In fact, the majority's theory would be no different when evaluating the medical malpractice of [the defendant's] research physicians or the strict products liability for its allegedly defective drug, but malpractice and products liability are among the quintessential subjects of domestic law.

Id. at 80; see also Flores, 414 F.3d at 249 (murder is not a violation of the ATS because "'nations of the world' have not demonstrated that this wrong is 'of mutual, and not merely several, concern'").  Indeed, as Judge Wesley noted, the three original offenses covered by the ATS (infringing rights of ambassadors, violating safe conducts, and piracy) all "threatened serious consequences in international affairs because the norms were, and still are, the foundation for states' formal relationships with one another."  Abdullahi, slip op. at 81.  

Ultimately, it is Judge Wesley's dissent -- rather than the majority's opinion -- that reflects the caution mandated by the Supreme Court in Sosa, recognizing the institutional reluctance of the federal courts to make new substantive common law rather than deferring to the legislative and executive branches for making such policy choices, particularly in the international arena.

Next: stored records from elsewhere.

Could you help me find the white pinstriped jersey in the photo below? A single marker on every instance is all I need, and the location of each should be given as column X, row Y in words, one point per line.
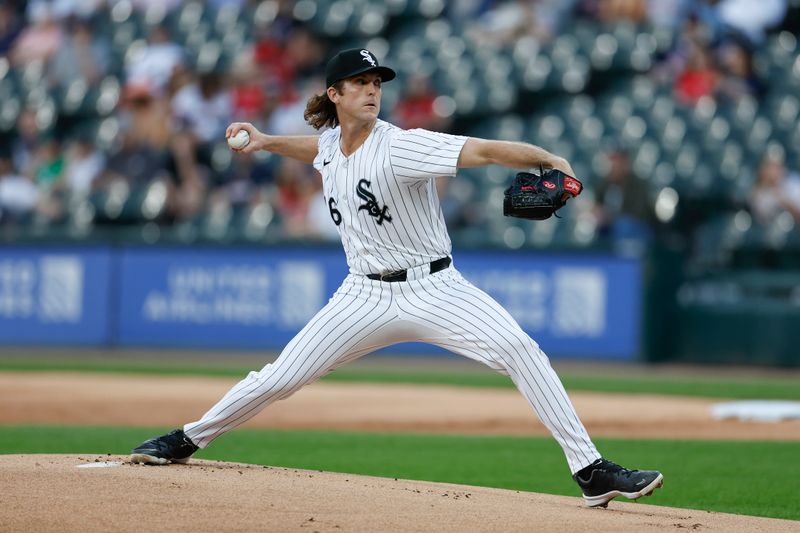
column 382, row 197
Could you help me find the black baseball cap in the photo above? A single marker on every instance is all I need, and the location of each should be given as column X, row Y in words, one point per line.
column 353, row 62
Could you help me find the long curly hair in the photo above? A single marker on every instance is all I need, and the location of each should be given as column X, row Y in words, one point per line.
column 321, row 111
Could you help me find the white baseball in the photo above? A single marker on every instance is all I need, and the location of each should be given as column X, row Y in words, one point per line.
column 240, row 140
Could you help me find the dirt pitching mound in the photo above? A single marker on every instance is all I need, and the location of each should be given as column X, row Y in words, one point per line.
column 105, row 493
column 99, row 399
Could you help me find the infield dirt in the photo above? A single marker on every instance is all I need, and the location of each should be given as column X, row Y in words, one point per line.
column 106, row 399
column 49, row 493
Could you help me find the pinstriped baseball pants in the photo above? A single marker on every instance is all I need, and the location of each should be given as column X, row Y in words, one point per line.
column 442, row 309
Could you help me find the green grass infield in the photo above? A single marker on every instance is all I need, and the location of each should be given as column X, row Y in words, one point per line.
column 753, row 478
column 739, row 387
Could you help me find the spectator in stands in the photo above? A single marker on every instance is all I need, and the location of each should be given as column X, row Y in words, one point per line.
column 249, row 100
column 83, row 164
column 737, row 78
column 18, row 194
column 200, row 112
column 622, row 205
column 82, row 56
column 26, row 142
column 297, row 185
column 507, row 22
column 10, row 28
column 41, row 39
column 415, row 107
column 776, row 191
column 742, row 17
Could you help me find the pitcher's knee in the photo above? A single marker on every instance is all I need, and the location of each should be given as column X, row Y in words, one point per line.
column 514, row 351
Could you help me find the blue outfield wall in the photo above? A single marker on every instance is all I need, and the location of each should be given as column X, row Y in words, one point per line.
column 574, row 305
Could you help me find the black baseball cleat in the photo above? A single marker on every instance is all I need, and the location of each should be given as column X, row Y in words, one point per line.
column 174, row 447
column 602, row 481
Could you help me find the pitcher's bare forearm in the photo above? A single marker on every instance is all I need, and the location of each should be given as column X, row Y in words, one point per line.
column 481, row 152
column 300, row 147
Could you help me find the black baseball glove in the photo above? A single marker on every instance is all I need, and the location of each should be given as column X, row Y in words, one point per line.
column 538, row 197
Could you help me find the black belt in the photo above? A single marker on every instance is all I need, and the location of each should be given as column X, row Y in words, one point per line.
column 402, row 275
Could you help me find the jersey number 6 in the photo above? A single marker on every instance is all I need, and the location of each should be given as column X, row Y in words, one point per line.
column 335, row 214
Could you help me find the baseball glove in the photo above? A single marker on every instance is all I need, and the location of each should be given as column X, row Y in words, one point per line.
column 539, row 196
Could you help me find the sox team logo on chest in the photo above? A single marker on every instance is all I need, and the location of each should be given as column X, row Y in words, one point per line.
column 371, row 205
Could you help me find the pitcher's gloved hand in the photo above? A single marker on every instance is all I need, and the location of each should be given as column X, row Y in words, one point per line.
column 538, row 197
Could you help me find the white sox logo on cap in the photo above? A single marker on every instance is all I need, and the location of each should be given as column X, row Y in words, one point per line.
column 368, row 58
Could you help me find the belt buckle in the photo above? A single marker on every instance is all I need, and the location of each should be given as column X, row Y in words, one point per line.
column 387, row 277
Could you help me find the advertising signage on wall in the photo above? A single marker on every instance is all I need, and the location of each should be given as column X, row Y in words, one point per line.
column 57, row 296
column 585, row 305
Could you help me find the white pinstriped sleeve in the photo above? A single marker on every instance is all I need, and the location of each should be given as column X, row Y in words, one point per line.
column 421, row 154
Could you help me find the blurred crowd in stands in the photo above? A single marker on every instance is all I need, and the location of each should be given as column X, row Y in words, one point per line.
column 170, row 106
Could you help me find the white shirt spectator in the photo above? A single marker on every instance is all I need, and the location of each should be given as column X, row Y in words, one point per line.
column 18, row 194
column 83, row 167
column 207, row 118
column 767, row 203
column 154, row 67
column 750, row 17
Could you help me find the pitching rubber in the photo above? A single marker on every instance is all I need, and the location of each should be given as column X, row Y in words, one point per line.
column 602, row 500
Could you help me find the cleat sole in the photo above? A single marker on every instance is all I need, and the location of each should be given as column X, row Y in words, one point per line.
column 603, row 499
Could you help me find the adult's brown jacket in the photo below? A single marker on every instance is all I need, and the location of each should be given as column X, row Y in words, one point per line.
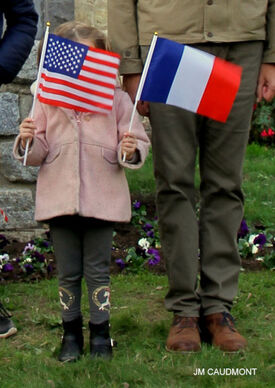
column 131, row 24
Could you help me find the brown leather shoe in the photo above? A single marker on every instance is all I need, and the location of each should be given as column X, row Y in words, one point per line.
column 184, row 335
column 220, row 330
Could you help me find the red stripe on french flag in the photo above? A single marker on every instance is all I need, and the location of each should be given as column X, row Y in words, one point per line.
column 221, row 90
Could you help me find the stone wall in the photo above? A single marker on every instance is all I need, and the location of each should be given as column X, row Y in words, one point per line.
column 92, row 12
column 17, row 183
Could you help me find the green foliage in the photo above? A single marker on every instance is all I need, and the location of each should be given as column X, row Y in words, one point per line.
column 263, row 123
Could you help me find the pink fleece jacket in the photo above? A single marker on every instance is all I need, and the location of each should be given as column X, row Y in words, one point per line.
column 82, row 171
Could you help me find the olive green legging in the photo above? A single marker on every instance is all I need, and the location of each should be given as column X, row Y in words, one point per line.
column 82, row 248
column 205, row 238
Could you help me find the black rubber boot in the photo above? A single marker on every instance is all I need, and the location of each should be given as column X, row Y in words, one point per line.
column 72, row 342
column 100, row 341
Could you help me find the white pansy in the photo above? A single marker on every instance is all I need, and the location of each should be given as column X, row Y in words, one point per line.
column 144, row 243
column 4, row 257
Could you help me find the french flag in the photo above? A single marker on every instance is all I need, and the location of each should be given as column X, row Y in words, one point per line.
column 192, row 79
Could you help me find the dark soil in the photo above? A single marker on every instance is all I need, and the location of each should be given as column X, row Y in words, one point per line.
column 126, row 237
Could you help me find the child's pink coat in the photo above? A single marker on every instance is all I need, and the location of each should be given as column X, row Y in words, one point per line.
column 81, row 166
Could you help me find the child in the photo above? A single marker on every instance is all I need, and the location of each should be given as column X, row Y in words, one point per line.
column 81, row 191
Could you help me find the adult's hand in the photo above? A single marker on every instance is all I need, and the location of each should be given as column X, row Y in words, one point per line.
column 130, row 85
column 266, row 82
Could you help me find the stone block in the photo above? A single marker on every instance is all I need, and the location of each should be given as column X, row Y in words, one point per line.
column 12, row 169
column 18, row 204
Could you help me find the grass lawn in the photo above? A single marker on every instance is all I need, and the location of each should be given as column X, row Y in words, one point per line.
column 139, row 325
column 140, row 322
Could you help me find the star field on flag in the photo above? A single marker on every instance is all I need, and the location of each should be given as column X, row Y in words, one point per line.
column 78, row 77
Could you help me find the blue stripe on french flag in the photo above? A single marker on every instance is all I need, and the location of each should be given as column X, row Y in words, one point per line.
column 192, row 79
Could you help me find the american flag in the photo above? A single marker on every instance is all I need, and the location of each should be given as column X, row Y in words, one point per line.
column 78, row 77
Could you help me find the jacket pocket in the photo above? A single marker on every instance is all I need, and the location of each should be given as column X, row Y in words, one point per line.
column 110, row 155
column 53, row 154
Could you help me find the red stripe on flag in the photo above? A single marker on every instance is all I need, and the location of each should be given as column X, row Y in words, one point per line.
column 100, row 72
column 105, row 52
column 75, row 86
column 96, row 82
column 67, row 105
column 74, row 97
column 81, row 78
column 102, row 62
column 221, row 90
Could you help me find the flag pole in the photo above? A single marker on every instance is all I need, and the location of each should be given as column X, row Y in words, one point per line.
column 37, row 83
column 142, row 80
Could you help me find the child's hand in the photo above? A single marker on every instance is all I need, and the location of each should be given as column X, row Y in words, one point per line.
column 26, row 129
column 129, row 145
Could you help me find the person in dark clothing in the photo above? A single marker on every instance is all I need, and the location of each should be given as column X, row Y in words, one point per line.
column 18, row 26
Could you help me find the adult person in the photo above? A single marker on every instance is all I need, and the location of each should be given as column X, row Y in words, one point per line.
column 15, row 45
column 240, row 32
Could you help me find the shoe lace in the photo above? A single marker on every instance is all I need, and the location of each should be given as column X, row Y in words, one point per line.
column 3, row 312
column 228, row 320
column 185, row 322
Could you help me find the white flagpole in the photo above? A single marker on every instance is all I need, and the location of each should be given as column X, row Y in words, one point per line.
column 37, row 84
column 142, row 81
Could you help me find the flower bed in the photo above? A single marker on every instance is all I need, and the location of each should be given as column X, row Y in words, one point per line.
column 136, row 247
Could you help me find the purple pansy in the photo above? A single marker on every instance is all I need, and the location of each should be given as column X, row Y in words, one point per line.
column 120, row 263
column 7, row 267
column 38, row 256
column 137, row 205
column 150, row 233
column 28, row 268
column 260, row 239
column 3, row 241
column 156, row 257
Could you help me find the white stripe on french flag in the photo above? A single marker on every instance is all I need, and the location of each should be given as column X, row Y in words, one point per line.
column 192, row 79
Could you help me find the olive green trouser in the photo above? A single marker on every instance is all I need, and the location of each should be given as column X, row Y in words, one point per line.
column 203, row 243
column 82, row 248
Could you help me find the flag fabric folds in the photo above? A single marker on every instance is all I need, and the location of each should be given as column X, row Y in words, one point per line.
column 78, row 77
column 191, row 79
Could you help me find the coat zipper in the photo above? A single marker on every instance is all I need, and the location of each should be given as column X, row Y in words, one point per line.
column 78, row 122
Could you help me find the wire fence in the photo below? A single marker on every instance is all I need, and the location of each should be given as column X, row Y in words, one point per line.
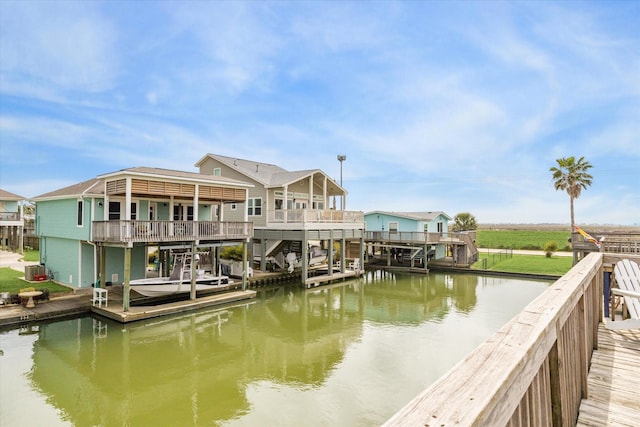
column 492, row 258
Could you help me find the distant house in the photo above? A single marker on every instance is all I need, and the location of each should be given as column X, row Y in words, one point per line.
column 411, row 235
column 95, row 228
column 11, row 221
column 291, row 211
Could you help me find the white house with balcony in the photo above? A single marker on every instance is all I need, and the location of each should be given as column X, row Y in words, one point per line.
column 293, row 212
column 103, row 228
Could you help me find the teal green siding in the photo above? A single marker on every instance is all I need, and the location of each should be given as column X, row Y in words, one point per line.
column 115, row 263
column 9, row 206
column 87, row 260
column 60, row 257
column 380, row 222
column 59, row 218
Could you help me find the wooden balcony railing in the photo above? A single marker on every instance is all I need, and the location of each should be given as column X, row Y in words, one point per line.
column 313, row 216
column 533, row 371
column 414, row 237
column 122, row 231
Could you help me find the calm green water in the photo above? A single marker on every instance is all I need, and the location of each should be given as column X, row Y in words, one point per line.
column 347, row 355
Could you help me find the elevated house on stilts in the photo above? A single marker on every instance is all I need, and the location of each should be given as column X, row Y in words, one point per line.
column 295, row 225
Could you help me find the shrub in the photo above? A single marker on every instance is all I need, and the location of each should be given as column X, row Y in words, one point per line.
column 549, row 248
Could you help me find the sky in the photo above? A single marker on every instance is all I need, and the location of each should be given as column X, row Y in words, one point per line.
column 457, row 106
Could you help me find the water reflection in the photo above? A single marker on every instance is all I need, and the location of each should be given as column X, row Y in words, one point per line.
column 198, row 368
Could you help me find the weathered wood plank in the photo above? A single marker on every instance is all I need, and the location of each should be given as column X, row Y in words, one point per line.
column 495, row 384
column 614, row 381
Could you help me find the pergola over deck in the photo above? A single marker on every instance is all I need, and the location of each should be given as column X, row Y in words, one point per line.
column 169, row 187
column 535, row 371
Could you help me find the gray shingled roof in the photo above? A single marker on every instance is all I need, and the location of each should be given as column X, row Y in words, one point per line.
column 265, row 173
column 6, row 195
column 92, row 187
column 95, row 186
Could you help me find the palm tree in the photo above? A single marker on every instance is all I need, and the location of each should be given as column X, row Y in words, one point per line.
column 464, row 221
column 572, row 177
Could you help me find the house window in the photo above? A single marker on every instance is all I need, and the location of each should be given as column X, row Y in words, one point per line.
column 80, row 213
column 254, row 206
column 393, row 227
column 114, row 211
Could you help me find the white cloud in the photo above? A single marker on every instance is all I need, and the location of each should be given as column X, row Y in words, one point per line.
column 53, row 46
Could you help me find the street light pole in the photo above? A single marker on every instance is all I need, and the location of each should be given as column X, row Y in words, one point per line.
column 341, row 158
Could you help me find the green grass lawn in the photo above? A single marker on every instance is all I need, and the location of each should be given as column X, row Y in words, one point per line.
column 521, row 239
column 533, row 264
column 10, row 282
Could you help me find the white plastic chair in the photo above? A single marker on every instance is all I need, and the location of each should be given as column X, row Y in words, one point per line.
column 100, row 295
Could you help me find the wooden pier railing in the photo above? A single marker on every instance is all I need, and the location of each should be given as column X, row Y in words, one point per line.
column 533, row 371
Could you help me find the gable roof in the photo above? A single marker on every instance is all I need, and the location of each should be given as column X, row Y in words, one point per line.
column 91, row 187
column 270, row 176
column 418, row 216
column 6, row 195
column 95, row 186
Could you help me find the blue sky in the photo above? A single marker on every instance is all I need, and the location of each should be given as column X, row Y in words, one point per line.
column 453, row 106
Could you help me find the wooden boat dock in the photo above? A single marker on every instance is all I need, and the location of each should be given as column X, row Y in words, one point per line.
column 555, row 363
column 614, row 381
column 166, row 306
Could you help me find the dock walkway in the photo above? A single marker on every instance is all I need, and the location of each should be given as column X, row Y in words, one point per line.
column 613, row 383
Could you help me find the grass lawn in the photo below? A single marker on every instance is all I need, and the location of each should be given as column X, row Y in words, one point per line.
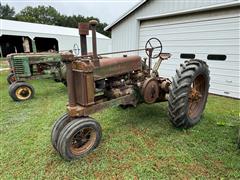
column 137, row 142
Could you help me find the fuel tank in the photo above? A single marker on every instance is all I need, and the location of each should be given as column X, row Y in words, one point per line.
column 110, row 67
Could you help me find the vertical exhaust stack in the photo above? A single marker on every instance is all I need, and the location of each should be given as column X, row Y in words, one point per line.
column 83, row 31
column 93, row 24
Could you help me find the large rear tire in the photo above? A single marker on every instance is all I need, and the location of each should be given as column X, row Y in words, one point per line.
column 78, row 138
column 57, row 128
column 188, row 93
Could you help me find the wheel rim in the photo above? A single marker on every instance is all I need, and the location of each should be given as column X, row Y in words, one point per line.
column 196, row 98
column 83, row 140
column 23, row 93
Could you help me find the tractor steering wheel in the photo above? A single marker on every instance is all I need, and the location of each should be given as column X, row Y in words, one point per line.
column 156, row 46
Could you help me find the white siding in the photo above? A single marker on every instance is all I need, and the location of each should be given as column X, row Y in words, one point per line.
column 215, row 32
column 125, row 33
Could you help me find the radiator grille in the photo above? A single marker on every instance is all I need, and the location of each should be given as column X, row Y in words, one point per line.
column 18, row 66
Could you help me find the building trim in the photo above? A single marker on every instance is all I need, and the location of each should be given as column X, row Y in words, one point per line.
column 201, row 9
column 125, row 15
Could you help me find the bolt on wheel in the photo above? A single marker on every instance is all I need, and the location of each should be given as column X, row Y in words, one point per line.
column 21, row 91
column 78, row 138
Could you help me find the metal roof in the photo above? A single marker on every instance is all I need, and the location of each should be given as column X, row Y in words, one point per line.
column 125, row 15
column 10, row 25
column 228, row 4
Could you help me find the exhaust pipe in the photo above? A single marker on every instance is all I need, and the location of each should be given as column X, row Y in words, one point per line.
column 93, row 24
column 83, row 32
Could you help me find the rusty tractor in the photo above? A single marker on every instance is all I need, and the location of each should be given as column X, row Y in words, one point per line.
column 28, row 66
column 96, row 82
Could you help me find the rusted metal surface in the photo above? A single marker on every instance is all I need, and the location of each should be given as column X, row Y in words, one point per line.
column 116, row 66
column 115, row 78
column 83, row 31
column 197, row 96
column 67, row 58
column 150, row 90
column 93, row 24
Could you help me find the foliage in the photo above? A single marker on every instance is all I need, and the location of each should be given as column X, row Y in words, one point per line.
column 6, row 12
column 40, row 14
column 48, row 15
column 137, row 143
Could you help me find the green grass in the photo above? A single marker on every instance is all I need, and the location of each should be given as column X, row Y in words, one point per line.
column 137, row 142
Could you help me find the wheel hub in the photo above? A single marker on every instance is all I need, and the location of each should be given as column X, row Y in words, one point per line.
column 83, row 140
column 23, row 93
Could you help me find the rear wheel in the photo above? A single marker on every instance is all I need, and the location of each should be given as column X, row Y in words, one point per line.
column 188, row 93
column 78, row 138
column 11, row 78
column 57, row 128
column 21, row 91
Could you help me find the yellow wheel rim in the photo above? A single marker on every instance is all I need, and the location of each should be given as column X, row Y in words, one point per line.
column 23, row 93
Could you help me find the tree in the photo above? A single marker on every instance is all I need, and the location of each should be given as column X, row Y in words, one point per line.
column 49, row 15
column 6, row 12
column 39, row 14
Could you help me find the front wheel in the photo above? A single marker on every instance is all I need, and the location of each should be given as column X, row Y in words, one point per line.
column 78, row 138
column 21, row 91
column 188, row 93
column 11, row 78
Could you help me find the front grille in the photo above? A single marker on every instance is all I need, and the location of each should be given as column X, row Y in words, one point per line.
column 18, row 66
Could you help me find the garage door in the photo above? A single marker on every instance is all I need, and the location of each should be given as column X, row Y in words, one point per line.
column 212, row 36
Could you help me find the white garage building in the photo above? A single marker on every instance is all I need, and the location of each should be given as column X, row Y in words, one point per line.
column 207, row 30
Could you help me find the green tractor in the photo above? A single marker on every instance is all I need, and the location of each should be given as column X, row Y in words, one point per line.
column 28, row 66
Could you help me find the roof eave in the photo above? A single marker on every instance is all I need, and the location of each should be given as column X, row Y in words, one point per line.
column 109, row 27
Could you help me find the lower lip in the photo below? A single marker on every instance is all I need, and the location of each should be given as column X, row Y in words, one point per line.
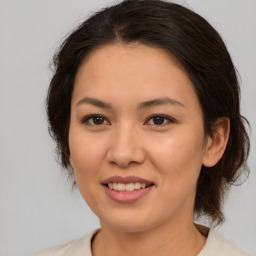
column 126, row 197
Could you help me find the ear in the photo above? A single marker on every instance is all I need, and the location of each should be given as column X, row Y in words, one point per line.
column 217, row 142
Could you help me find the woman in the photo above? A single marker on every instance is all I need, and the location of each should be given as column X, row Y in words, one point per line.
column 144, row 107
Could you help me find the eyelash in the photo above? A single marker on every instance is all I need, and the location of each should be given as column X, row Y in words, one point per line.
column 86, row 119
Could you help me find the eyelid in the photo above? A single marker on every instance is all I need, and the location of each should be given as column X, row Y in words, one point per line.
column 170, row 119
column 85, row 119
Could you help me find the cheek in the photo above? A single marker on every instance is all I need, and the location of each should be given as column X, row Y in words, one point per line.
column 86, row 151
column 178, row 158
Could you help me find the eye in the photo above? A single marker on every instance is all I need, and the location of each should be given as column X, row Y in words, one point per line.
column 159, row 120
column 94, row 120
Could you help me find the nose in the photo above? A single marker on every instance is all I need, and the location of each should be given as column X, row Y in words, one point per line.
column 126, row 147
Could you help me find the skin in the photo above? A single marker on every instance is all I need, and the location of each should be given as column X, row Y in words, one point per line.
column 128, row 142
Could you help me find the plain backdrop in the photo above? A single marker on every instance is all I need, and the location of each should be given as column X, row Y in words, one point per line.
column 38, row 209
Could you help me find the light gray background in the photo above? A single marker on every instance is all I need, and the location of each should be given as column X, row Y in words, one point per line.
column 38, row 209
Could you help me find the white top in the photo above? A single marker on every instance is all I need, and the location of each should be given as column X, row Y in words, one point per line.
column 215, row 245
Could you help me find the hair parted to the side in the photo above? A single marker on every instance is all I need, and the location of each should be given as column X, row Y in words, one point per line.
column 200, row 51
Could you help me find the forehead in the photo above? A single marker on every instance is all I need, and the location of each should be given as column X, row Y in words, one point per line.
column 136, row 70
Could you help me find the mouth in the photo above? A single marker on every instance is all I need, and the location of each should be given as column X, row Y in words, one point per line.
column 121, row 187
column 126, row 189
column 126, row 184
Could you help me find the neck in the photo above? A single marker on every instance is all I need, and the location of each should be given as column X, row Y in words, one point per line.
column 168, row 239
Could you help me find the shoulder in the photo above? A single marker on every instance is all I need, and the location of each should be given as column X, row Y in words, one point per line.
column 218, row 245
column 76, row 247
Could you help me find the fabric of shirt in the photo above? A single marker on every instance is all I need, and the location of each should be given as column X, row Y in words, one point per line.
column 215, row 245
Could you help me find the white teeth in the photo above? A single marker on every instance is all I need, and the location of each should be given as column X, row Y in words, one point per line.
column 126, row 187
column 129, row 187
column 120, row 187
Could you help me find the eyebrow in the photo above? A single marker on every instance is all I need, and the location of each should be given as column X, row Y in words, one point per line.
column 142, row 105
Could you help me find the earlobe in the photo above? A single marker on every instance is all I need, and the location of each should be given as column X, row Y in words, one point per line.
column 216, row 144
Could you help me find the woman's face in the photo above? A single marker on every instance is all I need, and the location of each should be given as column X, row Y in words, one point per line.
column 146, row 129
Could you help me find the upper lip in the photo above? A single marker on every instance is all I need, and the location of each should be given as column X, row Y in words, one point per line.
column 126, row 180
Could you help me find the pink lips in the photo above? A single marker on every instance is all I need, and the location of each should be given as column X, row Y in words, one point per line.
column 126, row 197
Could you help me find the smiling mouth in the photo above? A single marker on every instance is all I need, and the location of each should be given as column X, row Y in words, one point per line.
column 129, row 187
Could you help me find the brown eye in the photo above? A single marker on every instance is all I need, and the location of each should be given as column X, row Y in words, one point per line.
column 94, row 120
column 159, row 120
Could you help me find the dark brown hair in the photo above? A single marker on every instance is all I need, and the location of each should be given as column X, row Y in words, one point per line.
column 200, row 51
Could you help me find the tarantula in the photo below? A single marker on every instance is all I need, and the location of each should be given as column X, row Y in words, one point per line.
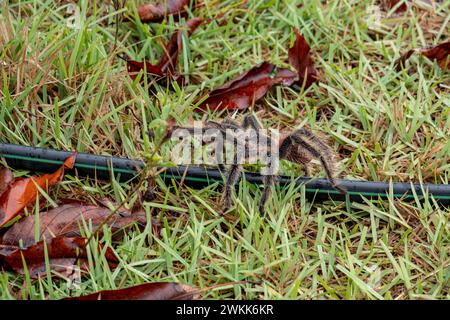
column 299, row 146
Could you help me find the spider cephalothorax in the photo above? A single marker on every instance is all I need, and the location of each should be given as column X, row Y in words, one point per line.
column 299, row 146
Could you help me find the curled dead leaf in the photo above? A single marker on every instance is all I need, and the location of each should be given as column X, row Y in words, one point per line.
column 63, row 253
column 300, row 58
column 68, row 220
column 22, row 191
column 247, row 88
column 6, row 177
column 147, row 291
column 157, row 12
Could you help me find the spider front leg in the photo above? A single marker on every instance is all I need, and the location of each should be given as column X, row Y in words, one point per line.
column 231, row 180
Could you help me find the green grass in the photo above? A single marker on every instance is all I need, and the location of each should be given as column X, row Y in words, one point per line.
column 64, row 88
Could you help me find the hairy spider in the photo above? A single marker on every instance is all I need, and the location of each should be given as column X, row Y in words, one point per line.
column 299, row 146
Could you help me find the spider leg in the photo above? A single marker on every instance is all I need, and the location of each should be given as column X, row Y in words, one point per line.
column 231, row 179
column 307, row 171
column 319, row 153
column 269, row 181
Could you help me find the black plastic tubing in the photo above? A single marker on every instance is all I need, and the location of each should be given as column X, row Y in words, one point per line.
column 123, row 169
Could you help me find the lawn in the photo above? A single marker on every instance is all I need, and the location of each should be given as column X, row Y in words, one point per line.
column 64, row 87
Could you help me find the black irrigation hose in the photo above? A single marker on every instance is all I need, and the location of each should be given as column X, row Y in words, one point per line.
column 101, row 167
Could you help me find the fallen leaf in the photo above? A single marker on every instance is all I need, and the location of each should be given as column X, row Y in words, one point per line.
column 166, row 66
column 157, row 12
column 67, row 221
column 22, row 191
column 438, row 52
column 249, row 87
column 147, row 291
column 301, row 60
column 62, row 252
column 392, row 3
column 6, row 177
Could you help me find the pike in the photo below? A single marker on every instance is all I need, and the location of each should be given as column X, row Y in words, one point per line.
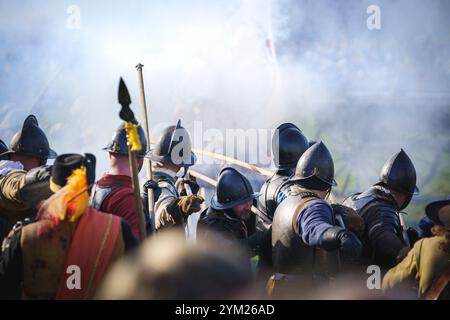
column 227, row 159
column 127, row 115
column 148, row 163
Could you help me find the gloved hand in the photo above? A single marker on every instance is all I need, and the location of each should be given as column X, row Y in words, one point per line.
column 352, row 220
column 191, row 181
column 344, row 240
column 38, row 174
column 402, row 254
column 413, row 235
column 189, row 204
column 36, row 187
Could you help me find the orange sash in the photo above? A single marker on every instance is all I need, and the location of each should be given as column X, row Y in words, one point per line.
column 90, row 249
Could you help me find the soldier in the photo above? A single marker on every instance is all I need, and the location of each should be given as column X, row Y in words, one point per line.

One final matter merits mention.  The complaint pled causes of action under Connecticut's Unfair Trade Practices Act and its Products Liability Act.  The District Court concluded that under Connecticut's choice of law principles, Nigerian law would apply, since Nigeria is the place of the injury, plaintiffs' residence, and where the conduct giving rise to the action occurred.  The Second Circuit vacated that determination, urging the District Court to apply all of the factors in Section 6(2) of the Restatement (Second) of Conflicts of Law.  Specifically, it criticized the District Court for not analyzing the relevant policies of the forum and other interested states, as well as the parties' expectations.  The dissent fails to address this part of the opinion.

The majority's opinion implies that the District Court got it wrong, and that Connecticut's UTPA and PLA should apply to transactions occurring in Nigeria, where injury occurred in Nigeria to Nigerian citizens.  As a practical matter, there is no way Connecticut law would prevail over Nigerian law in such a governmental interest or most significant relationship analysis.  To the extent the majority is advocating the use of the law of the manufacturer's residence, courts that have conducted such analyses in putative US class actions generally have rejected the conclusion that the law of the manufacturer's residence controls.  See, e.g., Barbara's Sales, Inc. v. Intel Corp., 879 N.E.2d 910 (Ill. 2007).